Parsec or happy (with alex) or uu-parsinglib

2019-01-31 09:38发布

问题:

I am going to write a parser of verilog (or vhdl) language and will do a lot of manipulations (sort of transformations) of the parsed data. I intend to parse really big files (full Verilog designs, as big as 10K lines) and I will ultimately support most of the Verilog. I don't mind typing but I don't want to rewrite any part of the code whenever I add support for some other rule.

In Haskell, which library would you recommend? I know Haskell and have used Happy before (to play). I feel that there are possibilities in using Parsec for transforming the parsed string in the code (which is a great plus). I have no experience with uu-paringlib.

So to parse a full-grammar of verilog/VHDL which one of them is recommended? My main concern is the ease and 'correctness' with which I can manipulate the parsed data at my whim. Speed is not a primary concern.

回答1:

I personally prefer Parsec with the help of Alex for lexing.

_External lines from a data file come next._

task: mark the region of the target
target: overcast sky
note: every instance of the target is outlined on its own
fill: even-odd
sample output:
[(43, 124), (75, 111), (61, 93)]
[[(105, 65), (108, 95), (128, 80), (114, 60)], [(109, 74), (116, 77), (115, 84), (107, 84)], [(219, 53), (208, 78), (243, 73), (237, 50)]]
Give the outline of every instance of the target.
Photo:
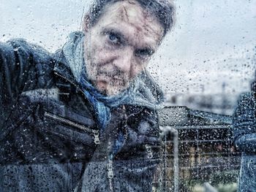
[[(23, 37), (53, 52), (79, 30), (90, 1), (0, 0), (0, 41)], [(249, 89), (256, 0), (177, 0), (177, 22), (148, 66), (167, 92), (235, 96)]]

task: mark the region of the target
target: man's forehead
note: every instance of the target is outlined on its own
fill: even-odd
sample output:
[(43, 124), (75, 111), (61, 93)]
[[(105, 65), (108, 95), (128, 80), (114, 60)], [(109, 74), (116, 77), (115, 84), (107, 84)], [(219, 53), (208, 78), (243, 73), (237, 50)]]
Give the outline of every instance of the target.
[(144, 10), (136, 1), (118, 1), (110, 5), (102, 19), (106, 25), (124, 22), (146, 38), (154, 37), (155, 40), (159, 40), (163, 34), (163, 28), (157, 18)]

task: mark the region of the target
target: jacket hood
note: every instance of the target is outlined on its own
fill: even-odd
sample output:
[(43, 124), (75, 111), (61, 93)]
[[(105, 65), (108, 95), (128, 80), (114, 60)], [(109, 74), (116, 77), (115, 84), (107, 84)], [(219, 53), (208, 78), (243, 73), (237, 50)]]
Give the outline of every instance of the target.
[[(62, 49), (66, 66), (70, 69), (75, 80), (79, 82), (82, 71), (86, 69), (83, 60), (83, 32), (76, 31), (70, 34), (67, 42)], [(159, 108), (163, 102), (163, 93), (149, 73), (144, 70), (131, 83), (129, 88), (133, 89), (129, 101), (125, 104), (144, 106), (149, 108)]]

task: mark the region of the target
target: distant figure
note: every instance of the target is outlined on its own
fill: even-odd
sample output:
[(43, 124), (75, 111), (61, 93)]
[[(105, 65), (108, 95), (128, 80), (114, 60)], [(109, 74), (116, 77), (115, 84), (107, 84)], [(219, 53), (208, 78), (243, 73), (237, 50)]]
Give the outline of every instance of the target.
[(238, 191), (256, 191), (256, 77), (243, 93), (233, 115), (235, 144), (242, 152)]

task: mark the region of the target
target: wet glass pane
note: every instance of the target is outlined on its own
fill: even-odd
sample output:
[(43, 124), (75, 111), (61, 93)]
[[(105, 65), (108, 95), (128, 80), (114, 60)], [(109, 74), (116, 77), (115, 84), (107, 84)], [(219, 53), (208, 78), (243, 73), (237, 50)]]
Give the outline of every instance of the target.
[(255, 9), (1, 0), (0, 191), (256, 191)]

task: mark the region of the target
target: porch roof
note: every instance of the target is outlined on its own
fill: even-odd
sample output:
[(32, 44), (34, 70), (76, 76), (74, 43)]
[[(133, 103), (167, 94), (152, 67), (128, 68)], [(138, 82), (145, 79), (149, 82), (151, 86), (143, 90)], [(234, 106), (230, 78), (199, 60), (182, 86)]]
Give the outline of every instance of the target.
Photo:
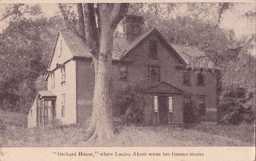
[(56, 96), (51, 91), (38, 91), (38, 98), (46, 96), (56, 97)]
[(176, 94), (183, 93), (181, 90), (164, 81), (150, 86), (145, 89), (146, 92), (150, 93)]

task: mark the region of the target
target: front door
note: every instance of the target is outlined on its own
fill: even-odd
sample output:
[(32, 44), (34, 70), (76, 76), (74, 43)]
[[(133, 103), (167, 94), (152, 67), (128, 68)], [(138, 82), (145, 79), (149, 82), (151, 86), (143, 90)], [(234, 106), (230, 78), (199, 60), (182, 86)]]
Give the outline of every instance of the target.
[(195, 122), (195, 113), (193, 108), (191, 97), (185, 96), (184, 98), (184, 108), (183, 110), (183, 120), (185, 123)]
[(167, 96), (158, 96), (159, 121), (160, 124), (169, 123), (168, 100), (168, 97)]

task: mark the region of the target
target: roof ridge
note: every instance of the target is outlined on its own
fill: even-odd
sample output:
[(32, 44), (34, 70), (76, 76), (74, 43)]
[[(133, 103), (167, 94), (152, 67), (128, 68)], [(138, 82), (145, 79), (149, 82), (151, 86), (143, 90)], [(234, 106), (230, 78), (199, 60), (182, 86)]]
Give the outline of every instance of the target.
[(169, 43), (169, 44), (171, 44), (171, 45), (179, 45), (180, 46), (191, 46), (191, 47), (196, 47), (196, 46), (193, 46), (193, 45), (181, 45), (181, 44), (172, 44), (172, 43)]

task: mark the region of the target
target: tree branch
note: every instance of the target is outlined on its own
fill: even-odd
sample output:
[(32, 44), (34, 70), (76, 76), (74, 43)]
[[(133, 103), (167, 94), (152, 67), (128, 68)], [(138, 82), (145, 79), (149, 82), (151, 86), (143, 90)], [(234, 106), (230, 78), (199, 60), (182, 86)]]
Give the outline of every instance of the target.
[(84, 4), (84, 13), (86, 32), (86, 44), (90, 49), (92, 56), (98, 58), (99, 50), (99, 39), (94, 5), (94, 4), (93, 3)]
[(85, 24), (84, 24), (84, 11), (83, 10), (83, 4), (77, 4), (77, 11), (79, 18), (79, 25), (82, 32), (82, 36), (84, 38), (85, 43), (86, 43), (86, 34), (85, 32)]

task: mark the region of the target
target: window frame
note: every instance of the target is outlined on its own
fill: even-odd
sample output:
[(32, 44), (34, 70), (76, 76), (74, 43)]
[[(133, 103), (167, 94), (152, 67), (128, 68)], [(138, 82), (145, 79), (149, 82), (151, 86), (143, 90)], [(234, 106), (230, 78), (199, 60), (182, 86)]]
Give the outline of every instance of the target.
[(59, 56), (59, 57), (61, 56), (62, 55), (62, 40), (60, 40), (60, 54)]
[(54, 71), (52, 71), (51, 73), (51, 85), (52, 88), (55, 87), (55, 78)]
[[(198, 95), (197, 96), (197, 98), (198, 102), (197, 105), (199, 116), (206, 116), (206, 106), (205, 105), (206, 96), (203, 95)], [(203, 103), (200, 103), (199, 100), (200, 98), (203, 98)], [(201, 105), (203, 105), (203, 108), (201, 106)], [(203, 111), (202, 113), (202, 111)]]
[[(149, 55), (148, 57), (150, 59), (158, 59), (158, 50), (157, 42), (154, 40), (149, 40)], [(153, 47), (152, 44), (155, 45), (155, 47)]]
[[(203, 84), (199, 84), (199, 81), (198, 81), (199, 79), (199, 75), (201, 75), (203, 77)], [(205, 77), (204, 76), (204, 74), (202, 72), (200, 72), (197, 73), (197, 74), (196, 74), (196, 78), (197, 78), (197, 86), (205, 86)]]
[(65, 104), (66, 101), (66, 98), (65, 97), (65, 94), (61, 94), (61, 117), (65, 117)]
[[(66, 72), (65, 69), (65, 64), (61, 67), (60, 68), (61, 74), (61, 82), (60, 82), (60, 84), (61, 84), (61, 86), (63, 87), (63, 86), (66, 86)], [(64, 77), (64, 80), (63, 80), (63, 76)], [(64, 84), (64, 86), (63, 85), (63, 84)]]
[[(157, 69), (157, 71), (155, 70), (157, 74), (156, 80), (153, 80), (151, 75), (151, 70), (152, 68), (154, 68)], [(161, 81), (161, 67), (159, 66), (156, 65), (148, 65), (148, 82), (160, 82)]]
[[(121, 66), (119, 67), (119, 77), (118, 77), (118, 80), (120, 81), (129, 81), (129, 79), (128, 78), (128, 68), (127, 66), (126, 65), (124, 66), (124, 68), (125, 68), (126, 69), (125, 72), (123, 72), (121, 71), (122, 68), (123, 67), (123, 66)], [(124, 75), (123, 74), (124, 73), (126, 73), (126, 75), (124, 77), (125, 78), (123, 80), (122, 79), (123, 79), (122, 78), (123, 78), (122, 77)]]
[[(185, 70), (183, 72), (183, 80), (182, 81), (183, 85), (185, 85), (186, 86), (191, 85), (191, 72), (189, 71)], [(186, 81), (185, 79), (186, 79), (186, 78), (187, 77), (186, 77), (187, 74), (188, 74), (189, 78), (189, 82), (188, 83), (186, 83), (185, 82)]]

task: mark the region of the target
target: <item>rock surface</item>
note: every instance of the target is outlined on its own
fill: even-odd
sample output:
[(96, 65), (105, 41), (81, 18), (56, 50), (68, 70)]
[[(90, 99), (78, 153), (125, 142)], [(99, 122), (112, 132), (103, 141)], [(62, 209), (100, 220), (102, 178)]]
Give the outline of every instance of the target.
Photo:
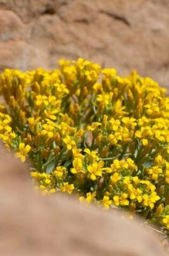
[(2, 149), (0, 145), (1, 255), (165, 255), (138, 221), (87, 208), (70, 196), (35, 193), (26, 165)]
[(79, 57), (169, 88), (168, 0), (0, 0), (0, 70)]

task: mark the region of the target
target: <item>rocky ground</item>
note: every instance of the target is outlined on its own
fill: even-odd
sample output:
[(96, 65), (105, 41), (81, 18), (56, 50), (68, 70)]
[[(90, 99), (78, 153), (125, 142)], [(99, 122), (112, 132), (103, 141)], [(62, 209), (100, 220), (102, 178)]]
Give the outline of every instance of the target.
[(169, 86), (168, 0), (0, 0), (0, 70), (90, 59)]

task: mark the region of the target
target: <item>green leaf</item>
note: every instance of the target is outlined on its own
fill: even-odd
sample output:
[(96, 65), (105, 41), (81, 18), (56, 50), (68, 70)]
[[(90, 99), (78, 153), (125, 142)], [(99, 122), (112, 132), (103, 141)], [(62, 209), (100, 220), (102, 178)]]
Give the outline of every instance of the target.
[(53, 169), (55, 168), (55, 160), (54, 159), (52, 161), (51, 161), (50, 163), (48, 163), (48, 164), (47, 165), (46, 168), (46, 172), (47, 174), (50, 174), (52, 171), (53, 170)]
[(71, 159), (69, 159), (68, 160), (65, 161), (65, 162), (63, 164), (63, 166), (67, 168), (67, 167), (68, 167), (68, 166), (70, 165), (71, 163), (72, 163), (72, 160)]

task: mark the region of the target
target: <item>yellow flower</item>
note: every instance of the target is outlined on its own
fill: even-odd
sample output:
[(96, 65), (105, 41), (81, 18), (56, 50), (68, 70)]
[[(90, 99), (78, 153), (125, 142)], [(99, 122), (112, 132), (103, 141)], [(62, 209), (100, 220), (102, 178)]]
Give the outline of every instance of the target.
[(79, 201), (80, 202), (80, 203), (86, 203), (87, 204), (89, 204), (92, 202), (94, 201), (96, 195), (97, 195), (96, 191), (93, 192), (93, 193), (89, 192), (86, 193), (86, 198), (83, 196), (80, 197)]
[(91, 165), (88, 165), (87, 170), (90, 172), (89, 177), (92, 181), (96, 179), (97, 176), (102, 176), (102, 168), (104, 165), (104, 162), (102, 161), (93, 163)]
[(62, 178), (64, 176), (64, 172), (67, 168), (63, 166), (56, 167), (54, 171), (54, 174), (58, 178)]
[(72, 140), (71, 137), (69, 135), (67, 135), (65, 138), (64, 138), (63, 141), (65, 144), (67, 149), (68, 150), (71, 150), (72, 148), (72, 146), (76, 146), (75, 142)]
[(118, 172), (114, 172), (113, 175), (111, 176), (111, 181), (112, 185), (115, 185), (121, 179), (121, 177)]
[(60, 186), (61, 192), (67, 192), (69, 195), (71, 194), (75, 190), (75, 186), (73, 184), (69, 184), (68, 182), (63, 182), (63, 185)]
[(15, 153), (14, 156), (17, 158), (20, 158), (21, 162), (24, 162), (25, 161), (27, 154), (30, 152), (31, 149), (31, 147), (30, 145), (26, 145), (25, 147), (25, 143), (20, 143), (19, 145), (19, 152)]
[(109, 199), (108, 196), (104, 196), (103, 199), (101, 200), (100, 203), (104, 206), (105, 209), (108, 210), (110, 207), (110, 205), (112, 203), (112, 201)]
[(163, 219), (163, 223), (167, 227), (167, 229), (169, 229), (169, 215), (166, 215), (165, 217)]

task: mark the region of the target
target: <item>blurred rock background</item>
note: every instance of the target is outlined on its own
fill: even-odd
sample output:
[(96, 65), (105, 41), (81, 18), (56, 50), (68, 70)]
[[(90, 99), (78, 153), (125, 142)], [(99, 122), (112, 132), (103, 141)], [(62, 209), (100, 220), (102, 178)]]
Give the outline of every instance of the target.
[(0, 0), (0, 70), (79, 57), (169, 88), (169, 0)]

I prefer Parsec over Happy because 1) Parsec is a library, while Happy is a program and you'll write in a different language if you use Happy and then compile with Happy. 2) Parsec gives you context-sensitive parsing abilities thanks to its monadic interface. You can use extra state for context-sensitive parsing, and then inspect and decide depending on that state. Or just look at some parsed value before and decide on next parsers etc. (like a <- parseSomething; if test a then ... do ...) And when you don't need any context-sensitive information, you can simply use applicative style and get an implementation like implemented in YACC or a similar tool.

As a downside of Parsec, you'll never know if your Parsec parser contains a left recursion, and your parser will get stuck in runtime (because Parsec is basically a top-down recursive-descent parser). You have to find left recursions and eliminate them. YACC-style parsers can give you some static guarantees and information (like shift/reduce conflicts, unused terminals etc.) that you can't get with Parsec.

Alex is highly recommended for lexing in both situations (I think you have to use Alex if you decide to go on with Happy). Because even if you use Parsec, it really simplifies your parser implementation, and catches a great deal of bugs too (for example: parsing a keyword as an identifier was a common bug I did while I was using Parsec without Alex. It's just one example).

You can have a look at my Lua parser implemented in Alex+Parsec And here's the code to use Alex-generated tokens in Parsec.

EDIT: Thanks John L for corrections. Apparently you can do context-sensitive parsing with Happy too. Also, Alex for lexing is not required in Happy, though it's recommended.